Best of all, Duffy can preload the asset libraries, which house a company's icons, project fonts, color palettes, brand book and more.
"That's been like the number one awesome thing," Duffy said.
One feature Duffy said she'd like to see in Penpot is the ability upload annotated mockup changes to a Git repository, because Git is a main platform for developers. Git also allows users to rollback changes easily, in case of mistakes.
"So every time I make a change, they can just follow it using Git, because that's their normal workflow," Duffy said. "That's where I would love to see it go."
Penpot's latest tools
Penpot unveiled its new CSS Grid Layout integration at Penpot Fest in Madrid two weeks ago.
This integration gives designers a tool to automatically translate their creations into CSS (cascading style sheet) code for developers to deploy. This tool aims to clarify a designer's vision by putting it in a language that developers can understand and use.

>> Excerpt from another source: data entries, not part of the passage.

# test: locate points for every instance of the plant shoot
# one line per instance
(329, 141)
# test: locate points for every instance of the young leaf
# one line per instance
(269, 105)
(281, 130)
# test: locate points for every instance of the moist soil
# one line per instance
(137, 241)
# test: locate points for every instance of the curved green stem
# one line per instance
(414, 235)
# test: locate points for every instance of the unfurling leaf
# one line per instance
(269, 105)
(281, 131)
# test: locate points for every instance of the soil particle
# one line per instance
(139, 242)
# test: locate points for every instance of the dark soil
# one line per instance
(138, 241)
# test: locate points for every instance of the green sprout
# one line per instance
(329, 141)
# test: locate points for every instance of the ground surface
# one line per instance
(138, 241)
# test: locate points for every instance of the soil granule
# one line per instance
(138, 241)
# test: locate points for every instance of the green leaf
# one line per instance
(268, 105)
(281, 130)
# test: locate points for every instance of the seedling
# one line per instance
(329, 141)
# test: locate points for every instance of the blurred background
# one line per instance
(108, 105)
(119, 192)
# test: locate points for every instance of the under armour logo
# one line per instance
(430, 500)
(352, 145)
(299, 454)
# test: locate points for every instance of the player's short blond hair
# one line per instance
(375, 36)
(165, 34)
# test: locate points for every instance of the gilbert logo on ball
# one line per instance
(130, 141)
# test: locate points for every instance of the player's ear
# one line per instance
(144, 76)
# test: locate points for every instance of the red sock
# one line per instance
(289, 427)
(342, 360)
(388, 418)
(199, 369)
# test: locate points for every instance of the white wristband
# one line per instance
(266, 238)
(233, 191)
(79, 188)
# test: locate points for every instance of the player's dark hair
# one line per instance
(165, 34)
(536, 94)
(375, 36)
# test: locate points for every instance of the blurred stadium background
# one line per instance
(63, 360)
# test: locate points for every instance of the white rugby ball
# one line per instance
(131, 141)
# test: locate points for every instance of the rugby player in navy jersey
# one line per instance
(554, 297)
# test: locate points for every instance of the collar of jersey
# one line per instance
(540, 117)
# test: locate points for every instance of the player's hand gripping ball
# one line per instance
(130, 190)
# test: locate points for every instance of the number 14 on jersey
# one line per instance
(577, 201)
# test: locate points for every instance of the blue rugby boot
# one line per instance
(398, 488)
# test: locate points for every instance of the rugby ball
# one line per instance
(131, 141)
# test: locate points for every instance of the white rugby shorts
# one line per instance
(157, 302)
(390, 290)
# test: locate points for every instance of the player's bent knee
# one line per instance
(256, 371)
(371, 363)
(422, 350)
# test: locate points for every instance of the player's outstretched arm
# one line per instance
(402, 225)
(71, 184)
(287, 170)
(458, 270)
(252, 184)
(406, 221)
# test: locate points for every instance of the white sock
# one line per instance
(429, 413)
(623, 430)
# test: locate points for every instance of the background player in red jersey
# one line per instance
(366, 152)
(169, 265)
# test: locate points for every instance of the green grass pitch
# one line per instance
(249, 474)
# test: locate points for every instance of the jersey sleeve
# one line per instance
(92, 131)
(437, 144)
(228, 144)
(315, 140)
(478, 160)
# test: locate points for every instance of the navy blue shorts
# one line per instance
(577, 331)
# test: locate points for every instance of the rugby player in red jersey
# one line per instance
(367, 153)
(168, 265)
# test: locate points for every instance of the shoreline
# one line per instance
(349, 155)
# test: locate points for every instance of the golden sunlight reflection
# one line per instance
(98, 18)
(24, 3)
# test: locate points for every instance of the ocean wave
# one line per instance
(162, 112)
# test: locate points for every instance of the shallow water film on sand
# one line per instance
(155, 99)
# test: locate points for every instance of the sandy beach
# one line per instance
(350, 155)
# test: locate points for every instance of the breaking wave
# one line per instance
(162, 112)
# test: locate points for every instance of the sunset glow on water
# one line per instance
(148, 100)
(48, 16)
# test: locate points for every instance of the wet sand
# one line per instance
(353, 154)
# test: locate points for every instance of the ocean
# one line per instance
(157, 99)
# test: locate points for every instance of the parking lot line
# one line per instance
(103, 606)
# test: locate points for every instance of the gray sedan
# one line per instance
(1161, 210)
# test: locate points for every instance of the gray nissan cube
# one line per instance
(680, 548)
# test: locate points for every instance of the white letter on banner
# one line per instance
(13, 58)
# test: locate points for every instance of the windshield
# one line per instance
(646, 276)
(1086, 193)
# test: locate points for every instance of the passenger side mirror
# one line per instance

"That's a first: a developer knowing that whatever the designer is actually outputting is exactly what they would have loved to generate themselves, so they can take it as it is," Ruiz-Múzquiz said.
Open source and open to new ideas
Penpot also launched five generative AI hackathon design challenges to the open source community on Github at the conference. The challenges include designing an AI copilot to do routine tasks and another generative AI copilot to simplify the process of generating Scalable Vector Graphics text files for components.
"It's important that the community uses the same tools and understands what's the state of AI instead of going into secret mode," Ruiz-Múzquiz said. "We're a community-oriented company, so we need everyone to enjoy the same level of technology or research."
Mary Reines is a news writer covering customer experience and unified communications for TechTarget Editorial. Before TechTarget, Reines was arts editor at the Marblehead Reporter.